Spärlich bekleidete Frauen schmeißen sich in den Sand, wenn sie nicht gerade nach einem bunten Ball hüpfen. Männer hocken erhaben wie Indianer in kleinen Bötchen, als paddelten sie in gewichtiger Mission zum geheimen Hauptquartier. Dürre Kerlchen trippeln kilometerweit durch die Gegend, und man möchte ihnen zurufen: Lauft doch, ihr Armen! Aber gerade das dürfen die nicht.

Olympia, alles so schön bunt. Weil aber all diese Beachvolleyballerinnen und Kajakfahrer und Geher nur flüchtig durch meinen Fernseher huschen, ist mir Sekunden später schon wieder entfallen, wie sie heißen und was sie treiben.

Gerade noch kann ich mich an den Namen Thorpe erinnern, aber wie der milchgesichtige Schwimmflossler abgeschnitten hat bei seinen hundert Schwimmstarts – vergessen. War nicht dieser Holländer Hosenband am Ende immer besser? Ist eigentlich im Wasser mal wer wegen Schummelei aus dem Verkehr gezogen worden, oder trifft das nur bulgarische Kraftsportler? Alles viel zu viel. Die Spiele sind wie meine persönliche Alzheimer-Parade.

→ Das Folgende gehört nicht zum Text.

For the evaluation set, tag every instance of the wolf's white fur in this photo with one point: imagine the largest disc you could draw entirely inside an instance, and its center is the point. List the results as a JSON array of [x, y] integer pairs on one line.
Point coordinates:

Da war ich sehr froh, als gestern Nacht ein Rudel Radfahrer auftauchte. Die kenne ich! Die erkenne ich immer wieder. Die sehe ich den ganzen Sommer über durch Frankreich und Spanien fahren. Ullrich und Virenque und Zülle und Armstrong und Pantani. Das ist sozusagen mein Kaminfeuer: Radler, die jeden Nachmittag stundenlang in einer Ecke durch mein Büro fahren. Nun radelten sie durch Sydney, und ich fühlte mich bei Olympia endlich wie zu Hause. Dabei habe ich auch gleich eine Goldmedaille gewonnen, denn in meinem schlichten Radfangemüt bin ich glühender Ullrich-Fan. Jan Ullrich im Radfahren ist wie Bayern München im Fußball: eine sichere Sache, wenn man es sich auf der Gewinnerseite gemütlich machen will.

Gestern habe ich allerdings eine kleine Enttäuschung erlebt. Ich heule eigentlich immer, egal ob sich Nord- und Südkoreaner bei der Eröffnungsfeier an den Händen halten oder zum elften Mal Cathy Freemans Lauf wiederholt wird. Wenn ich auch von manchen Sportarten wenig verstehe: Ich liebe Pathos!

Aber Jan Ullrich? Der taugt dafür so gut wie Butterblumen. So stoisch stand er während der Hymne auf dem Podium, als dächte er bestenfalls an den nächsten Schokoriegel. Der Schuft! Vielleicht könnte er mal bei Michael Schumacher weinen üben. Ein kleines Bisschen nur. Mir zuliebe.